The board was then asked by Dane County officials to consider rescinding the resolution adding the referendum to local ballots. During the village board’s July 17 meeting, Village Attorney Al Reuter said he was concerned with the wording of the county’s question, stating it was not as specific as DeForest’s, which led him to believe it might not have as much “legislative sway.”
The board decided to keep its original question on the November ballots, meaning voters in DeForest will see two referendum questions regarding dark store loopholes when they cast their ballots in a few weeks.
The village has seen its fair share of issues related to the dark store tax loopholes. Currently DeForest is fighting a lawsuit filed by Walgreens last year which claims it was overtaxed on its distribution center off of Highway 19. Walgreens wants a $236,205 refund from the village. It’s one of several lawsuits Walgreens has filed against DeForest; there have been four settlements so far totaling $555,566 in lost property tax revenue to the village, DeForest Area School District, Dane County, state and Madison Area Technical College.
Walgreens filed another lawsuit against DeForest in July. According to court documents regarding that lawsuit, Walgreens is claiming the property taxes imposed on the facility for 2018 “were excessive in at least the amount of $222,507.”

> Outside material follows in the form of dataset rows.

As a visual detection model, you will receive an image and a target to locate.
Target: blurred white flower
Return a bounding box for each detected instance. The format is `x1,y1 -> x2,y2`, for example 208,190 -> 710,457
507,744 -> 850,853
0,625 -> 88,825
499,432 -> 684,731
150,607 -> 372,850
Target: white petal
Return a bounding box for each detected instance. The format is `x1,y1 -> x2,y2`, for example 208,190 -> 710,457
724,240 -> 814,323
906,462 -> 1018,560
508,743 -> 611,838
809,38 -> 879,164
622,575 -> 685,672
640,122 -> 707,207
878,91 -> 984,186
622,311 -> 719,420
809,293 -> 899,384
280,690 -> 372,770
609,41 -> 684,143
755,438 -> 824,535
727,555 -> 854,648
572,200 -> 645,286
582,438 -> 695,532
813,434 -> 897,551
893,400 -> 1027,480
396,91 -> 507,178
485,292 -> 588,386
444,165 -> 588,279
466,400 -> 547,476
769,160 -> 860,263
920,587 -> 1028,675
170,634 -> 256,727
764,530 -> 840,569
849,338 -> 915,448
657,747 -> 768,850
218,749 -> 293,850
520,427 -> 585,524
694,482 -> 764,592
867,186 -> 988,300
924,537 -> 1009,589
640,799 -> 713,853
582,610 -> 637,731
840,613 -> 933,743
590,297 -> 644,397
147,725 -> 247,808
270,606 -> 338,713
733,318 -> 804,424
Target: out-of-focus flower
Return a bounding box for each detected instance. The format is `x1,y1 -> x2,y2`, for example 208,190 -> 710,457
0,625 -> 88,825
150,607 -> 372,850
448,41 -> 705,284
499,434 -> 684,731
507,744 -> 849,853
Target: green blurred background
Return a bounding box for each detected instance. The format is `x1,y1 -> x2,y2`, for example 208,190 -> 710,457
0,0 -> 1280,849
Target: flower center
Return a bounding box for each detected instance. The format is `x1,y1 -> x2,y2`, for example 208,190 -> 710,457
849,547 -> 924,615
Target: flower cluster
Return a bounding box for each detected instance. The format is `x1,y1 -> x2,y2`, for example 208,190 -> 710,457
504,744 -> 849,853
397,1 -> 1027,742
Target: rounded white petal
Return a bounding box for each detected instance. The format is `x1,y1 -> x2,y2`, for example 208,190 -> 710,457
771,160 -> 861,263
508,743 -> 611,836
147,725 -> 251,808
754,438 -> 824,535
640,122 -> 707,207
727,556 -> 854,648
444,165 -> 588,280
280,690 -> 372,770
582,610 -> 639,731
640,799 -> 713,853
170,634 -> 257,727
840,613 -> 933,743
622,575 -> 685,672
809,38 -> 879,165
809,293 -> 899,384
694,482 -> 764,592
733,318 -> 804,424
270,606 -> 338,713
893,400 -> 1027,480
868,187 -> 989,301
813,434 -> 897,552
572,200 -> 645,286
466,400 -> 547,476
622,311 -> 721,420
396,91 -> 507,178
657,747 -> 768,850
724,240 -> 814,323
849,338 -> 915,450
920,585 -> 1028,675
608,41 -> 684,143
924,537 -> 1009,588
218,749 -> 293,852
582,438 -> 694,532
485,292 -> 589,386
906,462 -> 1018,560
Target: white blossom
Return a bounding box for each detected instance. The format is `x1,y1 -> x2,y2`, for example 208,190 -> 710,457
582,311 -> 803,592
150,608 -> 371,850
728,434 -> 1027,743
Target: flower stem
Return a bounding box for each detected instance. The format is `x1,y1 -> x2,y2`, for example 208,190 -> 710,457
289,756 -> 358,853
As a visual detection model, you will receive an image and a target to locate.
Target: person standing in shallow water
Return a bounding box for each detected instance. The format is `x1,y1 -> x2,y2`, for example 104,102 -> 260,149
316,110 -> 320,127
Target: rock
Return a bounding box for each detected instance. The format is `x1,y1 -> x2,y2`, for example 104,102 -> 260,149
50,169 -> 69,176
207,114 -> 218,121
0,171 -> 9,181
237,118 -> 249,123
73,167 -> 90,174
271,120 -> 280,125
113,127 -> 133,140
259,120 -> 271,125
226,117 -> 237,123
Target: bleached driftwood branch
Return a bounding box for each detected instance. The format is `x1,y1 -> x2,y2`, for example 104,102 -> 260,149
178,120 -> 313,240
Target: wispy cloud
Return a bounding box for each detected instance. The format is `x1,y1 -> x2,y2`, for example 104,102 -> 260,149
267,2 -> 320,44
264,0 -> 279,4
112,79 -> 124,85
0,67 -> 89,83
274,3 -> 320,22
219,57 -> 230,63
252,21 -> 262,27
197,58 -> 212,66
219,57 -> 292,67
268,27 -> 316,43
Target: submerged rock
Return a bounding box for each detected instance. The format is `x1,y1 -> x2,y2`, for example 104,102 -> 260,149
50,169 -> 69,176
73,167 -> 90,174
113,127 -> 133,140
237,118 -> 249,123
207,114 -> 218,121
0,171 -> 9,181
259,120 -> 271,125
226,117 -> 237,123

During the board’s June 5 meeting when they passed the resolution adding the question to ballots, a few trustees weren’t sold on the possible influence of the referendum’s outcome, but others said they believed if many municipalities got involved, officials would have to notice.
Trustee Jeff Miller was one of those who said hopefully the message will be sent by not only DeForest voters, but others, too.

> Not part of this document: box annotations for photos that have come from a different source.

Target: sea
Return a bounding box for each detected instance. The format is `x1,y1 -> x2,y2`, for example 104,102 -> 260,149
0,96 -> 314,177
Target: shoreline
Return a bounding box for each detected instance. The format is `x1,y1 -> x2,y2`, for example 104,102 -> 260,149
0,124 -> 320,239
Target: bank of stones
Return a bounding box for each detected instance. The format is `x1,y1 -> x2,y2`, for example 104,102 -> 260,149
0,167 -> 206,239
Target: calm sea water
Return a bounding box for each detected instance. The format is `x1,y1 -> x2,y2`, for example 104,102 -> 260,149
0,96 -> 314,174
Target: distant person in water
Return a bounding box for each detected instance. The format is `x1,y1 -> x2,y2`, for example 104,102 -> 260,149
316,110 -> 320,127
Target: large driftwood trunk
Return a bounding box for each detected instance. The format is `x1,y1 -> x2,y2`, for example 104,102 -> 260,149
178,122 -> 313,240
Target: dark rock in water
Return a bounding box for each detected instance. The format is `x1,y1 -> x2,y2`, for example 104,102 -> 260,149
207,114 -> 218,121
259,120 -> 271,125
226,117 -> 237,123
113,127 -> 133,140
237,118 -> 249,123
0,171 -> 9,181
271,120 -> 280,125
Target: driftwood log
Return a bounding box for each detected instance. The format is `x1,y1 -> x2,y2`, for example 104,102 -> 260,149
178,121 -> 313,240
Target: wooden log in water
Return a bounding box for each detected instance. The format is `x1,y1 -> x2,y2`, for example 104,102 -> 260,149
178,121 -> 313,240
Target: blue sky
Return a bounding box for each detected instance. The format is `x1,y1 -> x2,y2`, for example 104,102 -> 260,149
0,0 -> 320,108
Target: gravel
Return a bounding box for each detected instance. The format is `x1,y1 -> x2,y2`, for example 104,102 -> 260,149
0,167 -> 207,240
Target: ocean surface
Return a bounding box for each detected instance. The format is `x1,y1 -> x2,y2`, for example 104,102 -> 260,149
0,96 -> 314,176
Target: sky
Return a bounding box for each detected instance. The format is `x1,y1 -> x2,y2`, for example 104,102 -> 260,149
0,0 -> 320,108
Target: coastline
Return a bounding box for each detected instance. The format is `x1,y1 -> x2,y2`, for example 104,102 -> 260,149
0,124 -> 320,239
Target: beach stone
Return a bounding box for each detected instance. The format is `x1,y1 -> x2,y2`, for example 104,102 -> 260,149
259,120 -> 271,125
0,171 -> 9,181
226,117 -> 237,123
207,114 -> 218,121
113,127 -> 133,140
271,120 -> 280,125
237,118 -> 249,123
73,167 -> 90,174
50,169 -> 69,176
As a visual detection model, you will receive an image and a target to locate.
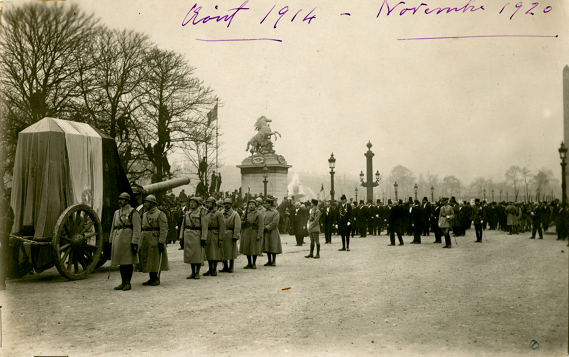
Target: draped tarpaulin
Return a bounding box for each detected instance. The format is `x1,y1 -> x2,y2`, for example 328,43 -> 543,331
10,118 -> 103,237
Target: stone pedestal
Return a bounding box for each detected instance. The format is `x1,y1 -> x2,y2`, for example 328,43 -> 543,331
237,154 -> 292,203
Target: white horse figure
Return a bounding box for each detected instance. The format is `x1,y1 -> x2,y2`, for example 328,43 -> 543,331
245,116 -> 281,154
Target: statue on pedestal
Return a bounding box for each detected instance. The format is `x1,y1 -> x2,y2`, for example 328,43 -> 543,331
245,116 -> 281,155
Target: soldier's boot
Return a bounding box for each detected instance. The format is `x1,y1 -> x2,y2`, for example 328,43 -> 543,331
122,264 -> 134,291
210,260 -> 217,276
305,244 -> 314,258
219,260 -> 229,273
114,265 -> 125,290
186,263 -> 196,279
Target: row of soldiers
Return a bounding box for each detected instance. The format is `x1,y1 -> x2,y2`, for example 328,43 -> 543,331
109,193 -> 282,291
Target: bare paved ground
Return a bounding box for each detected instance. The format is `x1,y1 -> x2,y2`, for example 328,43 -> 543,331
0,230 -> 569,357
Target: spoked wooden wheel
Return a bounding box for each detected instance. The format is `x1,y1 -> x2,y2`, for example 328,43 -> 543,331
52,204 -> 103,280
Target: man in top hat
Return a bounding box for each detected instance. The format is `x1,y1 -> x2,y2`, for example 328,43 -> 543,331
305,199 -> 321,259
439,197 -> 454,249
472,198 -> 486,243
140,195 -> 169,286
220,198 -> 241,273
263,196 -> 283,267
336,195 -> 352,251
109,192 -> 141,291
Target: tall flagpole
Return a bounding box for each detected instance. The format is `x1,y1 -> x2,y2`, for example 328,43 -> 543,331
215,98 -> 219,170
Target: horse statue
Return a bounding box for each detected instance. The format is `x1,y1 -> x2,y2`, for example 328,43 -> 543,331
245,116 -> 281,155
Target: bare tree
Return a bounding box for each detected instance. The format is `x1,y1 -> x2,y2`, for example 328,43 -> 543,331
0,3 -> 100,185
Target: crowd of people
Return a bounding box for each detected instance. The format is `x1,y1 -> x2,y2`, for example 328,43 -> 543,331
102,189 -> 569,290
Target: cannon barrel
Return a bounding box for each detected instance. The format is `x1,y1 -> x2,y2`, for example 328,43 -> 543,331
142,177 -> 190,194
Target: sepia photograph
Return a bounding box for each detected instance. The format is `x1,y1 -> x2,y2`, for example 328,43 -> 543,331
0,0 -> 569,357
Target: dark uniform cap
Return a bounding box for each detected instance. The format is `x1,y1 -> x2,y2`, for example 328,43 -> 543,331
144,195 -> 158,204
188,196 -> 202,205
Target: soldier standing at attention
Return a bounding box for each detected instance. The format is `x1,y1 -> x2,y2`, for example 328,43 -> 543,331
203,197 -> 225,276
305,199 -> 321,259
439,197 -> 455,248
109,192 -> 141,291
335,195 -> 352,251
140,195 -> 169,286
180,197 -> 208,279
263,196 -> 283,267
239,200 -> 265,269
220,198 -> 241,273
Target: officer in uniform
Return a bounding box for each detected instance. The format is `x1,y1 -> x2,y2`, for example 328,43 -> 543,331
305,199 -> 321,259
140,195 -> 169,286
239,200 -> 265,269
335,195 -> 352,251
109,192 -> 141,291
439,197 -> 455,248
220,198 -> 241,273
203,197 -> 225,276
263,196 -> 283,267
180,197 -> 208,279
472,198 -> 486,243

“I’m hoping this shakes the tree a little bit and gets some people to maybe actually take some action on something that should have come before them much sooner than this,” Miller said during the June 5 meeting.
A League of Wisconsin Municipalities analysis of 12 communities concluded that homeowners could see their property taxes increase by 8 percent or more if commercial and manufacturing property values fall by 50 percent as a result of the loopholes.
Tim Kiefer, a member of the Dane County Board and an attorney from Waunakee, supported putting the county referendum question before voters.
“The point is to find out what the voters think,” said Kiefer. “It’s not for us as a board to tell them how to think.”
Opponents to dark store tax loopholes say they are used by big box retailers to reduce their property taxes by having properties appraised as if they were vacant or “dark” stores. That results in a lower tax assessment for them.
What then happens is that the burden for those property taxes is shifted to residential property taxpayers. Municipalities must raise property tax levies to pay for services, which are also used by those same commercial and manufacturing entities.
Kiefer compared it to a balloon.
“If you push on one side, it pushes out on the other side,” said Kiefer. “If you cut someone else’s taxes, it takes from someone else’s group.”
The question, for Kiefer, is, how is commercial or manufacturing property valued? In applying the dark store tax loophole, companies push to have those properties assessed in comparison with nearby stores that are vacant. They argue that the newer properties could also quickly become empty. Kiefer said those vacated properties used for comparison may not have had commercial potential in the first place.
It’s becoming a bigger issue for local governments, according to Kiefer, and it’s a complicated matter for courts. Kiefer said that Wisconsin Legislature has the power to fix it.
State legislation has been introduced to stop the corporate tax strategies, but has failed to make it to the Senate or Assembly floors for a vote.
Peter Lindblad, associate editor for the Waunakee Tribune, contributed to this article.